Fixing Kubernetes Load Balancing with HTTP/3

April 10, 2026·Ben
Ben
This work is actually a few months old. I recently dug it back up and thought it would be worth sharing. Versions used at the time : FastAPI 0.115.2, Hypercorn 0.17.3, Pydantic 2.9.2, Locust 2.32.0, Niquests 3.9.1 and Trio 0.27.0.

Kubernetes is a great technology. I use it at work, but also personally, through a lightweight distribution called k3s. It really simplifies application deployment and scaling.

Recently, I’ve had the opportunity to tinker quite a bit with HTTP APIs (mainly microservices embedding AI models). When the traffic is constant, the situation is straightforward : you have a fixed number of replicas for your application and everything works out perfectly.

However, traffic is rarely constant (especially in my job) and fluctuates throughout the day (sometimes unpredictably). In those cases, we generally use horizontal scaling (HPA) to add replicas and handle the load. Unfortunately, I noticed that new replicas were very often underutilized compared to existing ones. In reality, this behavior is completely normal once you dig a little into how Kubernetes and the TCP/IP stack work. Fair warning : we’re going to get into some networking here, and that’s not exactly my strongest suit.
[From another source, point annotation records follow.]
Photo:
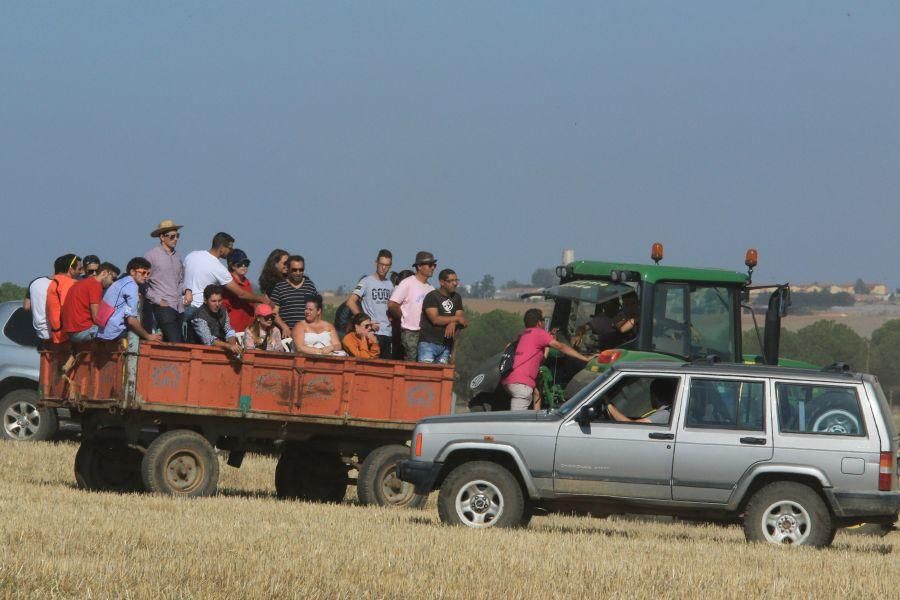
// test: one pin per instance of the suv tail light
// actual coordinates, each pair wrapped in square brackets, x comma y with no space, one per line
[608,356]
[886,472]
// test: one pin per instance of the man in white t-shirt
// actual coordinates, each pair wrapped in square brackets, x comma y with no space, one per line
[36,302]
[371,296]
[406,303]
[205,267]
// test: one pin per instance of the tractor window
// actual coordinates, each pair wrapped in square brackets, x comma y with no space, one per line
[694,321]
[712,322]
[670,319]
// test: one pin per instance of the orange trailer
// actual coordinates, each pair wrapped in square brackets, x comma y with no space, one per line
[155,415]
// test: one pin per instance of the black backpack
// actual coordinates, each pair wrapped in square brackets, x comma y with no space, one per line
[508,358]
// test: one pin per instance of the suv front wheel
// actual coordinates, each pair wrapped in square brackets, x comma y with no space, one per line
[786,512]
[481,494]
[22,419]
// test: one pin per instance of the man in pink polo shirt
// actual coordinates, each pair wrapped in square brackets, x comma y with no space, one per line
[521,381]
[406,303]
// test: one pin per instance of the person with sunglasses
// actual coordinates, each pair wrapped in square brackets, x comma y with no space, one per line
[405,303]
[291,295]
[362,342]
[91,264]
[240,311]
[262,334]
[165,292]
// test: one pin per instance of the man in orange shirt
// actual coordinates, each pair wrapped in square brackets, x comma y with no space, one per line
[66,268]
[80,311]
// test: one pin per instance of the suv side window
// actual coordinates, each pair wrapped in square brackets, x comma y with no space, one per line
[20,330]
[632,396]
[726,404]
[819,409]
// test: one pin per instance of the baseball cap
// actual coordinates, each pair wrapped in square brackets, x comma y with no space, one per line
[423,258]
[237,256]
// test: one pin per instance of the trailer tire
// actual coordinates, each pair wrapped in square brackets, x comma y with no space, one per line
[378,483]
[180,463]
[108,466]
[310,476]
[23,421]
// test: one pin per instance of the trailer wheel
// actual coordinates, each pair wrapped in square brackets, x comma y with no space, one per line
[108,466]
[315,477]
[180,463]
[378,482]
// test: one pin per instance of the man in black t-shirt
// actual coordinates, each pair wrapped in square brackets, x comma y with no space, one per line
[442,318]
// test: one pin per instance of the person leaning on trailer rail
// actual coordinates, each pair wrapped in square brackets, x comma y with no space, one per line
[166,295]
[122,297]
[211,324]
[361,341]
[262,334]
[370,297]
[67,269]
[80,313]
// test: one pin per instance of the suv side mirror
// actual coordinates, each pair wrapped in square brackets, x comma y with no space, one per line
[586,414]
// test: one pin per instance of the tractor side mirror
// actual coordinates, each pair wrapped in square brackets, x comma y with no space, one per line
[586,414]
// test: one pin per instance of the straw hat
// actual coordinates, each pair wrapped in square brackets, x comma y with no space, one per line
[164,226]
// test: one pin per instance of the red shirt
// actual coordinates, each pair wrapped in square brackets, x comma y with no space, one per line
[76,312]
[240,312]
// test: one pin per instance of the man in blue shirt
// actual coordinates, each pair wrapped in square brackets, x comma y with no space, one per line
[123,297]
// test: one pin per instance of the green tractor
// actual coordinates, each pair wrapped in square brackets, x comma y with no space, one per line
[682,314]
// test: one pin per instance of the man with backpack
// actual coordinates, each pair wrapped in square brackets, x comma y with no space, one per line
[520,382]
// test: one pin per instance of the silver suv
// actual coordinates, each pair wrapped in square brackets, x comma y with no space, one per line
[794,454]
[22,420]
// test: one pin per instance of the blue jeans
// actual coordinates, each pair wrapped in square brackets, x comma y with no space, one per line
[79,337]
[438,353]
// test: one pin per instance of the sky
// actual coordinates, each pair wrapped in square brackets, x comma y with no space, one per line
[494,134]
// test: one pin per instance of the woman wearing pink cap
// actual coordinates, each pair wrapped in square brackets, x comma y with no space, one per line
[262,334]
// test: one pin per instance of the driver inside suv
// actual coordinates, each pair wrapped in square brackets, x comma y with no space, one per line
[662,396]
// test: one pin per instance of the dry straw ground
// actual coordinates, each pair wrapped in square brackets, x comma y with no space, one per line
[60,542]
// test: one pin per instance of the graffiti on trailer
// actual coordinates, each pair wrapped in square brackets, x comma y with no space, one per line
[166,376]
[273,383]
[321,386]
[421,394]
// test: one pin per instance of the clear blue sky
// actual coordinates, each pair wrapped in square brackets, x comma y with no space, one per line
[493,134]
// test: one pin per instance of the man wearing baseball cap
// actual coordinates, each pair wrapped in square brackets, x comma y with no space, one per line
[406,302]
[166,294]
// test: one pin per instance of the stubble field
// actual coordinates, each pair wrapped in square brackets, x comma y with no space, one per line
[60,542]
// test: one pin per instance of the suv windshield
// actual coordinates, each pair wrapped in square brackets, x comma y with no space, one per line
[694,320]
[571,403]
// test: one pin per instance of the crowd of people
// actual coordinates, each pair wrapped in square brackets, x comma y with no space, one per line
[199,299]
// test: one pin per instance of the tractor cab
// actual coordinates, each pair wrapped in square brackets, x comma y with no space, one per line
[628,312]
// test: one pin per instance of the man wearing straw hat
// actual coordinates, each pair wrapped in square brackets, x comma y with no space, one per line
[166,293]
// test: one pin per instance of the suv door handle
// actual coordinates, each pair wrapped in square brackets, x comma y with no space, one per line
[752,440]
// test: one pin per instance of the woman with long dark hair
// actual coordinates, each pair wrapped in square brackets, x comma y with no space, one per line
[274,270]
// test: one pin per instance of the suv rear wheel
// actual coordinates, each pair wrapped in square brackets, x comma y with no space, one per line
[481,494]
[22,419]
[786,512]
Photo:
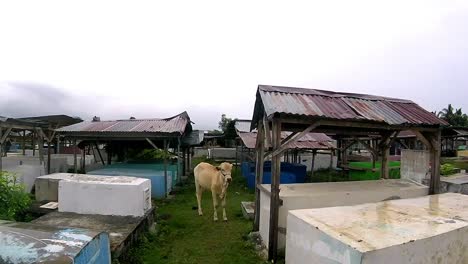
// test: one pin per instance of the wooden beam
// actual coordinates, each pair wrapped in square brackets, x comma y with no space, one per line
[259,163]
[296,137]
[288,137]
[275,201]
[423,139]
[151,143]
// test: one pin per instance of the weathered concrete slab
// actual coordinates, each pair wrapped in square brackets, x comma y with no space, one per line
[429,229]
[123,230]
[457,183]
[327,194]
[36,243]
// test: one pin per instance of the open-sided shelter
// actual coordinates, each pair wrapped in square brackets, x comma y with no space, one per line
[157,132]
[39,127]
[301,111]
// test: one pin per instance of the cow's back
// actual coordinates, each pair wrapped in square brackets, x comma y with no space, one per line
[205,174]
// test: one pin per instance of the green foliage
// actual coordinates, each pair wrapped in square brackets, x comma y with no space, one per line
[223,124]
[447,169]
[13,199]
[150,154]
[182,236]
[453,116]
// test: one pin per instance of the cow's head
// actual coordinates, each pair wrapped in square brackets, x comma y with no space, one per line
[225,169]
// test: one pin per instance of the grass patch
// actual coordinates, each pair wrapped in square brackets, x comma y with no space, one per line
[182,236]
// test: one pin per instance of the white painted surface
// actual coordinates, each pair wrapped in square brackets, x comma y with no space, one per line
[104,195]
[414,164]
[327,194]
[429,229]
[322,161]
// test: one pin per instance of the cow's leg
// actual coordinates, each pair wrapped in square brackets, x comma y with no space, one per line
[215,205]
[198,193]
[223,203]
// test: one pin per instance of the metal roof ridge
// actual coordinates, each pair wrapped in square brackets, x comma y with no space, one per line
[330,94]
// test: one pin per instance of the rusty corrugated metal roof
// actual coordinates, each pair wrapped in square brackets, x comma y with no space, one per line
[242,125]
[176,124]
[308,141]
[341,106]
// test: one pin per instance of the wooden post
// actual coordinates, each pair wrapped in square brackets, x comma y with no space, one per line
[165,168]
[48,156]
[190,160]
[57,149]
[314,153]
[99,153]
[83,160]
[385,150]
[40,141]
[75,161]
[33,142]
[435,163]
[1,149]
[179,171]
[24,142]
[274,200]
[259,161]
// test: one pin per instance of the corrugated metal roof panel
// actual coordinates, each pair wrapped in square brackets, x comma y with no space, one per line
[344,106]
[176,124]
[242,125]
[308,141]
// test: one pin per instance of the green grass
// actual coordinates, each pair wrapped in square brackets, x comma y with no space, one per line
[457,163]
[182,236]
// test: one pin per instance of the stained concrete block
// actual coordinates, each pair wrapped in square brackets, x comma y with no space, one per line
[327,194]
[105,195]
[429,229]
[47,186]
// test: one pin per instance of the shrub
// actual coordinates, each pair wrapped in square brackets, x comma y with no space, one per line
[447,169]
[13,199]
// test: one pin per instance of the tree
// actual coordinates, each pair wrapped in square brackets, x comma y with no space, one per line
[13,199]
[453,116]
[224,123]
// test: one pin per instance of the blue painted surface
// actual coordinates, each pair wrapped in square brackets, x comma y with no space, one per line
[153,172]
[96,251]
[290,173]
[34,243]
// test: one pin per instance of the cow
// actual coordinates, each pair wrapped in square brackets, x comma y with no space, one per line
[216,179]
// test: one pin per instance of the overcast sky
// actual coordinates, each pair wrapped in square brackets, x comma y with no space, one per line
[117,59]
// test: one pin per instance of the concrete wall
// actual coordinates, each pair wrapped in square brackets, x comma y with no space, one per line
[216,153]
[429,229]
[414,164]
[319,195]
[105,195]
[322,161]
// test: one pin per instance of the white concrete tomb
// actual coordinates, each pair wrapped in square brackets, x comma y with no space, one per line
[327,194]
[105,195]
[429,229]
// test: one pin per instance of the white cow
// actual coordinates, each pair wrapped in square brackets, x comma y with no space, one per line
[216,179]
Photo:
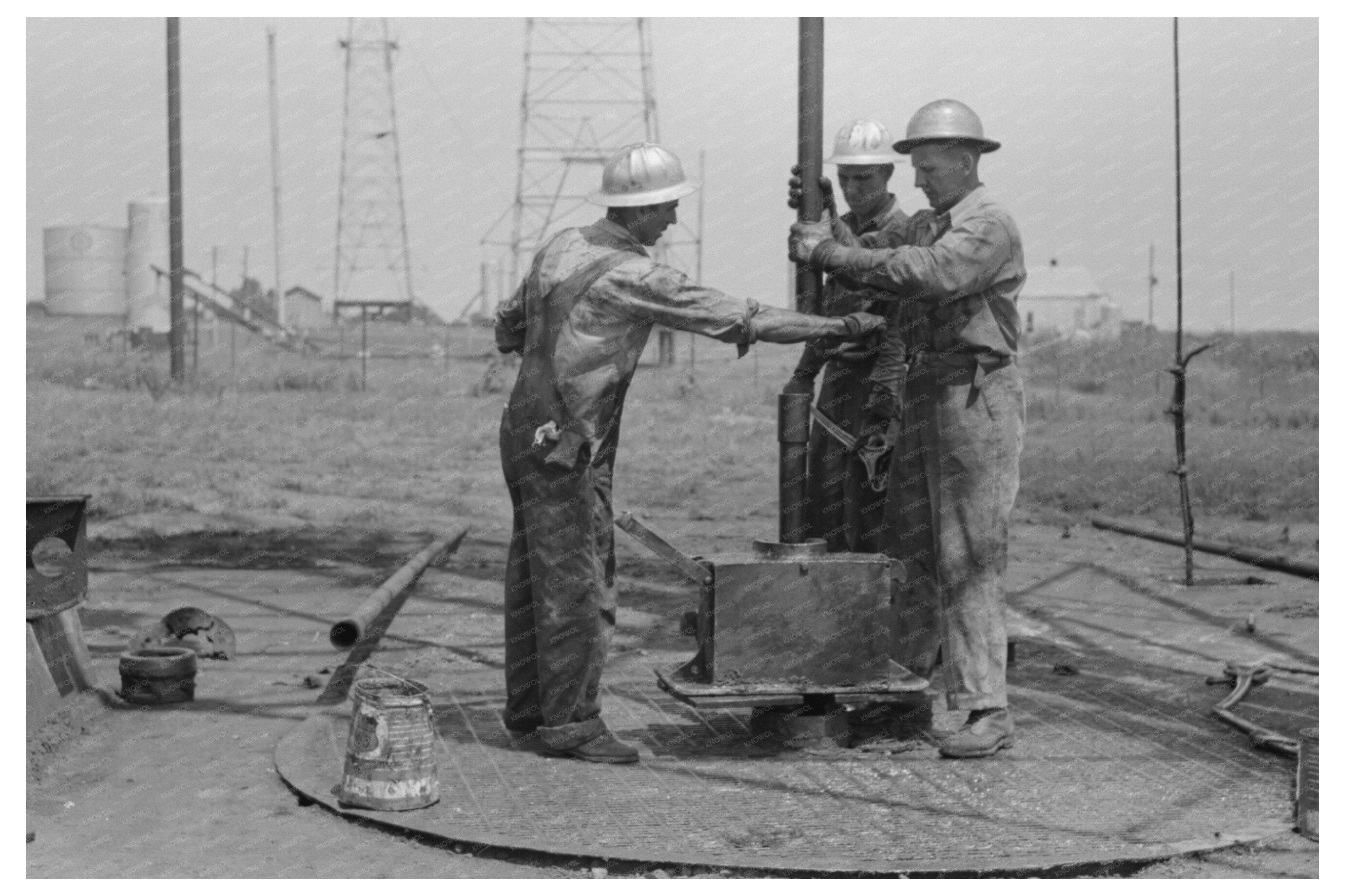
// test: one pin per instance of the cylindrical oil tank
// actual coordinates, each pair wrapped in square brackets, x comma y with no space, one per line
[83,270]
[147,248]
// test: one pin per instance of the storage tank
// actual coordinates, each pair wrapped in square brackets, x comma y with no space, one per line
[147,244]
[83,270]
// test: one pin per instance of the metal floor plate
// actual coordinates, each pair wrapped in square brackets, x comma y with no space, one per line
[1097,777]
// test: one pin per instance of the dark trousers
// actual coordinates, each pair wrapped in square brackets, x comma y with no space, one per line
[843,510]
[953,482]
[560,592]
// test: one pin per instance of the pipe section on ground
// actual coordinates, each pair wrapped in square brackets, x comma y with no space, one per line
[352,630]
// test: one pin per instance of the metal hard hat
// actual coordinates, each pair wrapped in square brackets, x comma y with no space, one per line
[864,142]
[642,174]
[945,120]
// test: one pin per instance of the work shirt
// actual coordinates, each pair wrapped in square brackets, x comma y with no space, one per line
[965,284]
[843,294]
[577,364]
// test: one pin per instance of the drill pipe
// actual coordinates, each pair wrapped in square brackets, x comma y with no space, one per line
[793,431]
[349,632]
[808,286]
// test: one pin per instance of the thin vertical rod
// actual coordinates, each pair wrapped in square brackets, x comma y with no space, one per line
[1180,365]
[651,116]
[275,171]
[808,294]
[397,162]
[177,369]
[700,248]
[525,111]
[345,139]
[1177,118]
[1153,282]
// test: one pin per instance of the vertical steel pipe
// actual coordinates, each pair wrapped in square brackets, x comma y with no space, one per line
[793,430]
[1180,366]
[177,344]
[808,291]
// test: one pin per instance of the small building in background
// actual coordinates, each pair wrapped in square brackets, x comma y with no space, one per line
[1060,301]
[304,310]
[83,268]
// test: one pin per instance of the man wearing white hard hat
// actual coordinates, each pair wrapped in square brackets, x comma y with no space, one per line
[580,322]
[961,271]
[845,502]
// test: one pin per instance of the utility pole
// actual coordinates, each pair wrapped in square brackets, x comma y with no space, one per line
[1180,361]
[177,369]
[373,256]
[808,293]
[275,170]
[588,91]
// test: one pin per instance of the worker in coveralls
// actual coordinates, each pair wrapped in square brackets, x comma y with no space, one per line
[844,502]
[580,321]
[962,270]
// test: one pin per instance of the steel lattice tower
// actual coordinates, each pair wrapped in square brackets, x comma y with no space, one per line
[373,263]
[588,91]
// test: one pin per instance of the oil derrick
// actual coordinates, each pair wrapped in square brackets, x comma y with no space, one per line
[373,263]
[588,91]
When you expose an application in a Kubernetes cluster, you typically define 3 resources : a deployment, a service, and an ingress. The deployment manages a fleet of pods while the service (ClusterIP; I won’t cover other service types here) provides a single entry point for all pods. Kubernetes handles load balancing between pods. Naively, one might think that Kubernetes performs active load balancing between pods to distribute the load, but actually, not at all. Simple iptables rules route traffic to pods with equal probability (so it’s not even Round Robin), and that’s it. With the TCP protocol, we can then understand why this can be a problem. Once a connection is established, routing no longer takes place. The HTTP/1.1 specification allows reusing TCP connections to reduce latency, which explains the phenomenon we observe with our HTTP APIs. The same applies to HTTP/2, which also relies on TCP.

This article summarizes this behavior very well, and it also has some nice diagrams.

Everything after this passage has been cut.